Lo acababa de decir en un impulso.

Charlotte empezó a explicar, pero el reportero no se lo creyó para nada.

Incluso intentó presuntuosamente ponerse en su lugar y especular sobre su mentalidad.

Justo cuando a Charlotte empezaba a dolerle la cabeza por culpa de estos reporteros, un Lamborghini se detuvo cerca de ella.

El conductor se giró y preguntó: —¿Señor Stewart?

Robert miró por la ventanilla del coche y luego dijo: —Espere aquí.

Robert se bajó del coche.

Tan pronto como se bajó, la voz del reportero llegó a sus oídos.

—Señora, ya que está tan obsesionada con Vince Palmer, ¿su vida espiritual está vacía?

—Probablemente tampoco tenga novio, ¿verdad?
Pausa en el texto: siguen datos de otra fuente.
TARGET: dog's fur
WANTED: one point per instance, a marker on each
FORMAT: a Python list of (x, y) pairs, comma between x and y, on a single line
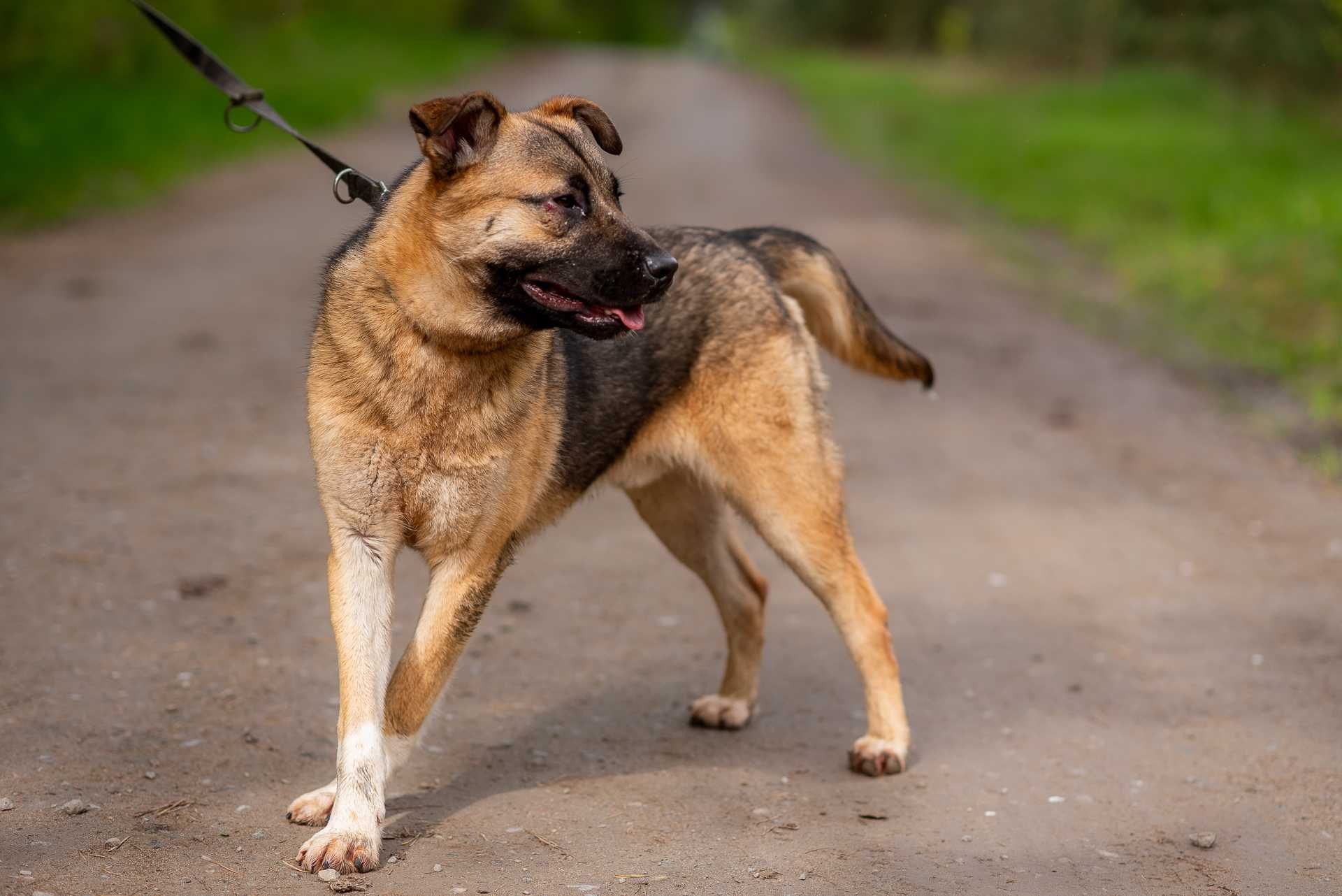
[(455, 412)]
Después de todo, está obsesionada con Vince Palmer, así que, ¿cómo podría enamorarse de otro hombre?

—¿Qué tiene de bueno Vince Palmer para que esté tan encaprichada?

¿Qué la ha llevado a estar dispuesta a hacer algo así por él?

Charlotte no respondió, pero algunas de las chicas a su lado intervinieron exaltadas.

—¡Porque Vince Palmer es guapo!

—¡Porque Vince Palmer canta muy bien!

¡Su voz es como la de un ángel!

—¡Cualquier mujer se obsesionaría con Vince Palmer, sin excepciones!

El ceño de Robert se frunció cada vez más.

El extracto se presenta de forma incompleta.